In two images of the Garden of Kōraku-en, Wright photographed the Enyo-tei house and its surrounding garden. The building historically served as a reception area for important guests of the daimyo (feudal lord), and was designed as a site from which to view the landscape. Built in harmony with its natural setting, the roof eaves and verandas of the building extend out into the surroundings, while translucent sliding panels are the only partitions on the interior. Together with the exposed wood columns and structural beams of the building, these elements were all designed to frame views of the garden.

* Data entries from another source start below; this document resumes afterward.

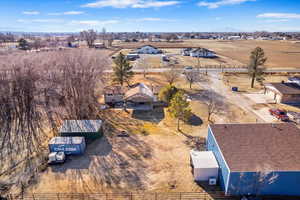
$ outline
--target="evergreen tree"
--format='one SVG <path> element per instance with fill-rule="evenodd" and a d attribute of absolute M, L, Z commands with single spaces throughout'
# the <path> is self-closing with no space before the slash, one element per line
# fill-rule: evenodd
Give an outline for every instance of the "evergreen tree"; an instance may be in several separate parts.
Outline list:
<path fill-rule="evenodd" d="M 27 42 L 27 40 L 21 38 L 18 42 L 19 42 L 19 49 L 29 50 L 29 43 Z"/>
<path fill-rule="evenodd" d="M 189 107 L 189 102 L 184 97 L 182 91 L 178 91 L 171 100 L 171 105 L 168 108 L 171 116 L 177 119 L 177 130 L 179 129 L 179 122 L 188 121 L 192 115 L 191 109 Z"/>
<path fill-rule="evenodd" d="M 251 77 L 251 88 L 254 87 L 254 81 L 262 82 L 264 80 L 263 78 L 263 71 L 264 68 L 262 67 L 265 62 L 267 61 L 267 58 L 265 57 L 265 52 L 262 48 L 256 47 L 252 52 L 250 56 L 250 63 L 248 67 L 248 73 Z"/>
<path fill-rule="evenodd" d="M 134 73 L 131 71 L 132 66 L 126 59 L 125 55 L 120 53 L 114 59 L 115 66 L 113 67 L 114 77 L 113 82 L 118 83 L 123 86 L 123 84 L 129 83 L 130 79 L 133 77 Z"/>

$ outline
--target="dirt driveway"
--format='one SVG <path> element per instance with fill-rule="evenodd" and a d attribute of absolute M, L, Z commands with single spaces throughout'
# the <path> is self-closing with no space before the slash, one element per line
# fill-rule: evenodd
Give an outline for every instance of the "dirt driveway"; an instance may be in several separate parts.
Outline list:
<path fill-rule="evenodd" d="M 243 95 L 240 92 L 232 92 L 230 88 L 228 88 L 223 80 L 222 75 L 220 73 L 211 73 L 208 75 L 211 83 L 199 83 L 203 87 L 206 87 L 214 92 L 218 93 L 226 101 L 240 107 L 244 111 L 248 113 L 252 113 L 256 116 L 256 122 L 273 122 L 274 118 L 270 117 L 268 110 L 265 108 L 262 109 L 254 109 L 255 101 L 251 100 L 251 98 L 247 97 L 247 95 Z"/>

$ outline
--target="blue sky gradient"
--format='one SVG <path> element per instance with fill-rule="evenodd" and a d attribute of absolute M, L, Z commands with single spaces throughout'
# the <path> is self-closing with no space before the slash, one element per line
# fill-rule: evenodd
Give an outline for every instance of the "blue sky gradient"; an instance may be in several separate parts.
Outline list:
<path fill-rule="evenodd" d="M 0 31 L 300 31 L 299 0 L 10 0 Z"/>

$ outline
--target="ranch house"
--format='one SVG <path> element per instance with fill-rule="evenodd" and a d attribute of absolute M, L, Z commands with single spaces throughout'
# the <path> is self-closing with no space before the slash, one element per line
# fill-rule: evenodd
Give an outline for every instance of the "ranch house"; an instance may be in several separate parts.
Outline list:
<path fill-rule="evenodd" d="M 162 51 L 152 45 L 145 45 L 135 50 L 138 54 L 160 54 Z"/>

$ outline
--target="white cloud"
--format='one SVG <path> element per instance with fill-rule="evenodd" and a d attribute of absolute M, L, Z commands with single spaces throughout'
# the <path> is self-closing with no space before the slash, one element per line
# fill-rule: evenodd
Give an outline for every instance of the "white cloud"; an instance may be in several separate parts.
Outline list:
<path fill-rule="evenodd" d="M 173 6 L 179 4 L 178 1 L 149 1 L 132 5 L 133 8 L 160 8 L 164 6 Z"/>
<path fill-rule="evenodd" d="M 198 3 L 198 6 L 204 6 L 213 9 L 213 8 L 219 8 L 220 6 L 236 5 L 236 4 L 241 4 L 249 1 L 256 1 L 256 0 L 219 0 L 215 2 L 201 1 Z"/>
<path fill-rule="evenodd" d="M 39 11 L 23 11 L 22 12 L 24 15 L 39 15 Z"/>
<path fill-rule="evenodd" d="M 84 12 L 82 11 L 67 11 L 67 12 L 62 12 L 62 13 L 48 13 L 48 15 L 54 15 L 54 16 L 59 16 L 59 15 L 82 15 Z"/>
<path fill-rule="evenodd" d="M 109 24 L 117 24 L 119 23 L 118 20 L 73 20 L 71 21 L 71 25 L 86 25 L 86 26 L 103 26 Z"/>
<path fill-rule="evenodd" d="M 288 22 L 288 19 L 270 19 L 270 20 L 265 20 L 264 22 L 268 23 L 273 23 L 273 22 Z"/>
<path fill-rule="evenodd" d="M 222 19 L 222 17 L 216 17 L 215 18 L 215 20 L 217 20 L 217 21 L 219 21 L 219 20 L 221 20 Z"/>
<path fill-rule="evenodd" d="M 177 20 L 175 20 L 175 19 L 162 19 L 162 18 L 156 18 L 156 17 L 145 17 L 145 18 L 140 18 L 140 19 L 132 19 L 131 21 L 133 21 L 133 22 L 158 22 L 158 21 L 176 22 Z"/>
<path fill-rule="evenodd" d="M 61 19 L 31 19 L 31 20 L 26 20 L 26 19 L 18 19 L 17 22 L 20 23 L 61 23 L 64 22 L 64 20 Z"/>
<path fill-rule="evenodd" d="M 157 1 L 157 0 L 100 0 L 82 5 L 89 8 L 159 8 L 179 4 L 179 1 Z"/>
<path fill-rule="evenodd" d="M 154 17 L 146 17 L 146 18 L 141 18 L 141 19 L 137 19 L 137 21 L 141 21 L 141 22 L 144 22 L 144 21 L 161 21 L 162 19 L 161 18 L 154 18 Z"/>
<path fill-rule="evenodd" d="M 258 18 L 274 18 L 274 19 L 300 19 L 300 14 L 296 13 L 263 13 Z"/>

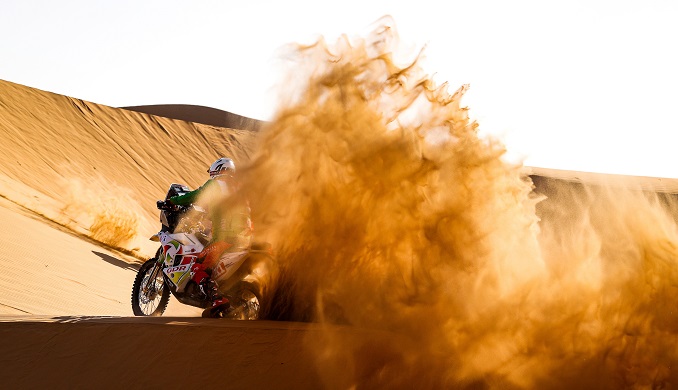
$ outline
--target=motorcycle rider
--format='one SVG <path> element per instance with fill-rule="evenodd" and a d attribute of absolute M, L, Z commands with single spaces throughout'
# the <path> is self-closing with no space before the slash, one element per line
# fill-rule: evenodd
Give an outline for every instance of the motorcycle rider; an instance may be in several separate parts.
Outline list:
<path fill-rule="evenodd" d="M 222 254 L 246 250 L 250 245 L 252 222 L 247 202 L 236 196 L 235 164 L 233 160 L 222 157 L 216 160 L 207 171 L 210 178 L 200 188 L 184 195 L 173 196 L 167 200 L 169 205 L 189 205 L 199 203 L 206 206 L 212 221 L 212 239 L 198 254 L 191 267 L 191 280 L 212 302 L 207 308 L 214 315 L 228 308 L 229 301 L 219 294 L 217 283 L 211 278 L 212 268 Z"/>

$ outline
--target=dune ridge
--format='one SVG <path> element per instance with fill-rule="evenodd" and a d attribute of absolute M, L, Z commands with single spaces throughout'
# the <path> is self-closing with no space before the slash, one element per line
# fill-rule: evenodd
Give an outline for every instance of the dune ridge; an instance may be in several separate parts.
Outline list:
<path fill-rule="evenodd" d="M 152 104 L 121 108 L 187 122 L 240 130 L 257 131 L 260 130 L 265 123 L 264 121 L 248 118 L 232 112 L 212 107 L 196 106 L 193 104 Z"/>

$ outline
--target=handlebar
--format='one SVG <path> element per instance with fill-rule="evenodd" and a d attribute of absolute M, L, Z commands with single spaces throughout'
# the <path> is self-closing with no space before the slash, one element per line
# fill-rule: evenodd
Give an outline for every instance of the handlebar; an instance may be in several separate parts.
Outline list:
<path fill-rule="evenodd" d="M 155 202 L 156 207 L 158 210 L 166 210 L 166 211 L 181 211 L 189 208 L 193 208 L 195 211 L 198 211 L 200 213 L 204 213 L 205 209 L 195 205 L 195 204 L 190 204 L 187 206 L 181 206 L 181 205 L 176 205 L 176 204 L 171 204 L 169 201 L 166 200 L 158 200 Z"/>
<path fill-rule="evenodd" d="M 159 201 L 155 202 L 155 205 L 158 208 L 158 210 L 167 210 L 167 211 L 173 211 L 173 210 L 176 210 L 180 207 L 180 206 L 177 206 L 177 205 L 173 205 L 170 202 L 165 201 L 165 200 L 159 200 Z"/>

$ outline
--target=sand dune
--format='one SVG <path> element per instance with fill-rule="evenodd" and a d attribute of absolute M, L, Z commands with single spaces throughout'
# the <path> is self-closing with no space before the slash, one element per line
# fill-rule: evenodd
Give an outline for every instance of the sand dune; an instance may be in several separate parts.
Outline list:
<path fill-rule="evenodd" d="M 247 159 L 251 133 L 189 123 L 0 81 L 0 194 L 75 231 L 131 232 L 141 248 L 155 201 L 172 182 L 193 188 L 228 155 Z"/>
<path fill-rule="evenodd" d="M 5 199 L 0 220 L 0 314 L 130 315 L 124 284 L 136 259 L 49 227 Z"/>

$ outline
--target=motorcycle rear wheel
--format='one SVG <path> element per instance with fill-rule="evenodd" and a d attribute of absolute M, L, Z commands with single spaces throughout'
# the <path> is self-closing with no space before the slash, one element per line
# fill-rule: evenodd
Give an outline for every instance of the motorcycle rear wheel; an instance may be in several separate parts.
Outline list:
<path fill-rule="evenodd" d="M 258 320 L 261 308 L 258 289 L 250 283 L 241 283 L 231 297 L 227 317 L 234 320 Z"/>
<path fill-rule="evenodd" d="M 159 317 L 167 308 L 170 291 L 165 286 L 162 270 L 155 269 L 156 263 L 155 258 L 145 262 L 134 278 L 132 311 L 135 316 Z M 154 280 L 150 280 L 152 276 Z"/>

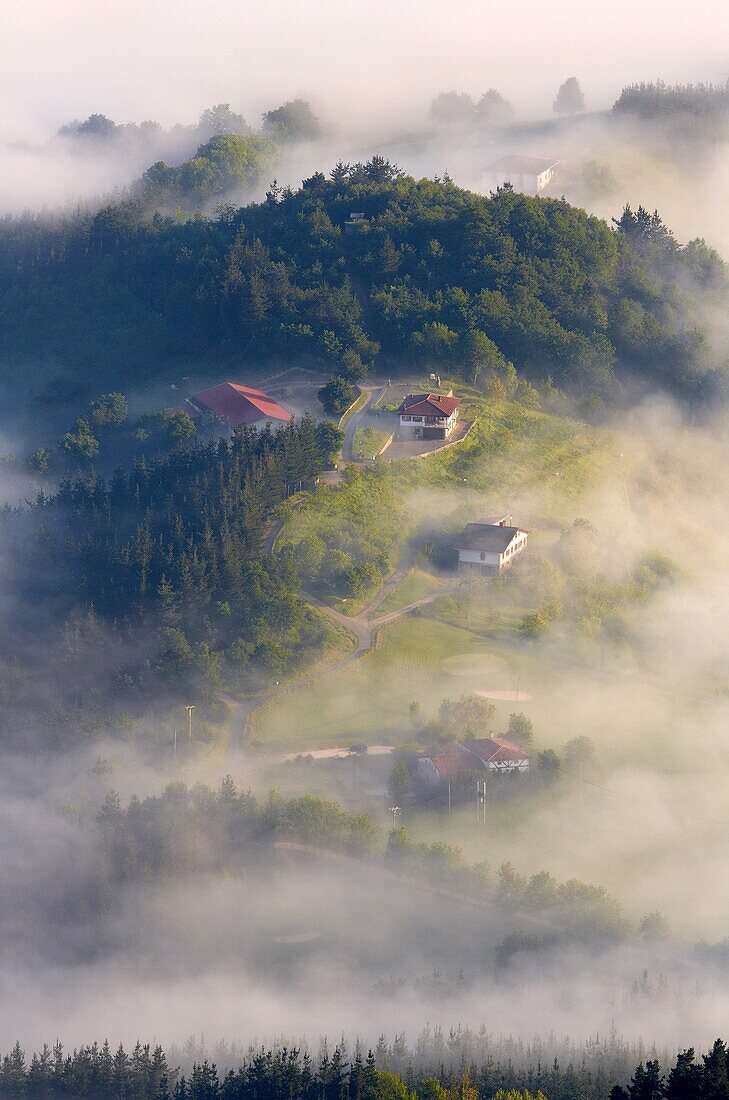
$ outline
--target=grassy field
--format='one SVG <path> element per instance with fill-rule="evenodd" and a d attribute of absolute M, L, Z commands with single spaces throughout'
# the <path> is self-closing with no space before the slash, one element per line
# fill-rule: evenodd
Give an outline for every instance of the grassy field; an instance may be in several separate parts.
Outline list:
<path fill-rule="evenodd" d="M 619 461 L 607 432 L 512 404 L 490 406 L 467 387 L 459 392 L 480 417 L 463 444 L 419 461 L 384 469 L 378 464 L 351 484 L 319 490 L 292 513 L 279 545 L 303 548 L 319 539 L 327 555 L 337 546 L 353 560 L 360 553 L 387 554 L 394 568 L 408 539 L 427 540 L 426 522 L 434 534 L 445 532 L 450 539 L 450 532 L 469 520 L 508 511 L 531 528 L 530 545 L 540 552 L 562 526 L 589 515 L 591 492 Z M 413 569 L 377 614 L 415 602 L 436 587 L 434 577 Z M 444 595 L 423 613 L 386 628 L 377 651 L 324 675 L 315 688 L 266 707 L 254 737 L 282 751 L 357 741 L 404 745 L 414 738 L 408 716 L 413 700 L 428 719 L 444 697 L 471 691 L 514 691 L 521 684 L 522 692 L 536 699 L 549 674 L 538 652 L 519 636 L 525 610 L 503 602 L 497 607 L 462 586 L 456 595 Z M 518 706 L 498 702 L 494 729 L 505 728 L 511 711 L 529 713 L 535 706 L 524 697 Z"/>
<path fill-rule="evenodd" d="M 354 433 L 352 454 L 357 462 L 371 462 L 392 435 L 392 428 L 386 431 L 379 425 L 360 426 Z"/>
<path fill-rule="evenodd" d="M 396 588 L 393 588 L 386 599 L 377 608 L 377 616 L 387 615 L 390 611 L 398 611 L 401 607 L 424 600 L 426 596 L 438 592 L 444 585 L 440 577 L 433 573 L 426 573 L 424 569 L 411 569 Z"/>
<path fill-rule="evenodd" d="M 409 706 L 427 719 L 441 700 L 470 691 L 524 692 L 534 676 L 529 656 L 506 650 L 448 623 L 410 616 L 384 631 L 380 648 L 315 686 L 282 697 L 257 716 L 254 739 L 271 751 L 414 740 Z M 525 702 L 520 709 L 527 710 Z M 505 724 L 514 704 L 497 704 Z"/>

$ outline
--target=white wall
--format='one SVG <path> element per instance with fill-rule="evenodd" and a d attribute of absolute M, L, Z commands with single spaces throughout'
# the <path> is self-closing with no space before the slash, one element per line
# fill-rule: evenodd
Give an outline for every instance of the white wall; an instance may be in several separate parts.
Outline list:
<path fill-rule="evenodd" d="M 483 554 L 483 557 L 481 556 Z M 493 565 L 498 566 L 499 554 L 489 553 L 481 550 L 459 550 L 458 560 L 462 562 L 473 563 L 474 565 Z"/>

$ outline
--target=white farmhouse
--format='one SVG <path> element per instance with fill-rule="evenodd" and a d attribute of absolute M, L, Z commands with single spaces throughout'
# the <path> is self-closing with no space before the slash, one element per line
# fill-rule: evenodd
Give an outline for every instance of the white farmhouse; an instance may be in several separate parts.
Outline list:
<path fill-rule="evenodd" d="M 559 161 L 547 157 L 499 157 L 484 172 L 483 183 L 490 191 L 510 183 L 515 191 L 538 195 L 557 175 Z"/>
<path fill-rule="evenodd" d="M 469 523 L 456 541 L 458 572 L 491 576 L 508 569 L 526 550 L 528 531 L 513 527 L 511 516 L 487 523 Z"/>
<path fill-rule="evenodd" d="M 448 439 L 458 423 L 460 397 L 453 393 L 409 393 L 397 410 L 399 439 Z"/>
<path fill-rule="evenodd" d="M 479 737 L 455 741 L 418 759 L 417 774 L 431 787 L 445 780 L 476 772 L 506 775 L 529 771 L 529 753 L 505 737 Z"/>

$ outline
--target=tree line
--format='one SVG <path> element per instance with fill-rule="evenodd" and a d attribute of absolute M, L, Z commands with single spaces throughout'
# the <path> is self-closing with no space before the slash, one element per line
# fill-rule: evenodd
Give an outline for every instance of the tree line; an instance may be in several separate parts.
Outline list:
<path fill-rule="evenodd" d="M 188 788 L 174 783 L 161 795 L 132 798 L 126 807 L 111 791 L 94 828 L 99 873 L 92 893 L 98 891 L 96 900 L 104 905 L 113 905 L 118 888 L 126 883 L 239 871 L 270 859 L 274 843 L 287 841 L 354 858 L 372 856 L 434 889 L 503 906 L 511 913 L 538 914 L 545 922 L 542 932 L 507 938 L 497 952 L 501 968 L 517 955 L 535 957 L 560 942 L 608 944 L 630 931 L 603 887 L 577 879 L 558 882 L 547 871 L 526 877 L 511 863 L 496 871 L 486 862 L 469 864 L 458 847 L 415 843 L 402 827 L 383 837 L 368 814 L 350 813 L 313 795 L 286 799 L 274 791 L 259 802 L 240 791 L 230 776 L 217 791 L 203 784 Z M 641 933 L 650 930 L 641 927 Z"/>
<path fill-rule="evenodd" d="M 5 1100 L 726 1100 L 727 1046 L 717 1039 L 698 1060 L 681 1051 L 668 1077 L 657 1059 L 631 1074 L 634 1049 L 611 1036 L 582 1047 L 569 1041 L 474 1035 L 427 1028 L 409 1048 L 384 1036 L 365 1054 L 342 1040 L 317 1056 L 297 1046 L 238 1052 L 218 1044 L 218 1062 L 191 1040 L 168 1055 L 137 1042 L 128 1053 L 107 1042 L 65 1051 L 61 1043 L 26 1055 L 19 1043 L 0 1060 Z M 438 1054 L 439 1052 L 439 1054 Z M 188 1057 L 192 1054 L 192 1060 Z M 551 1055 L 551 1057 L 550 1057 Z M 562 1059 L 558 1055 L 562 1056 Z M 179 1061 L 176 1059 L 179 1058 Z M 227 1067 L 227 1068 L 226 1068 Z M 628 1078 L 630 1078 L 628 1083 Z M 616 1083 L 617 1082 L 617 1083 Z M 621 1082 L 625 1082 L 625 1085 Z M 611 1087 L 612 1086 L 612 1087 Z"/>

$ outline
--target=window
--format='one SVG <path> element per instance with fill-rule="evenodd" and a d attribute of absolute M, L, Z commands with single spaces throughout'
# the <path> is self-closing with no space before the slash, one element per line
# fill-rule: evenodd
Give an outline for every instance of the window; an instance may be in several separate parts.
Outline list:
<path fill-rule="evenodd" d="M 483 550 L 481 551 L 479 557 L 481 558 L 481 561 L 486 561 L 486 555 L 484 554 Z"/>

The floating roofs, dissolution of walls, and interior-exterior flow are all elements found in Wright’s Prairie buildings, which emerged in the first decade of the 20th century. In describing his visionary design philosophy, Wright explained: “Nature builds a tree from the inside out. That’s what organic architecture is. It’s building the way nature builds.” The architect started with the concept of free-flowing space, then designed a structure not only to harmonize with the natural site but to blur the boundaries between interior and exterior space.

Frederick C. Robie House, Chicago, Illinois, 1910
Frank Lloyd Wright
Photograph by James Caulfield
In Wright’s Prairie masterpiece the Robie House, the space seems to extend visually through ribbons of leaded glass windows and out to verandas and terraces. Cantilevered roofs parallel the ground, furthering the impression of sweep and spread.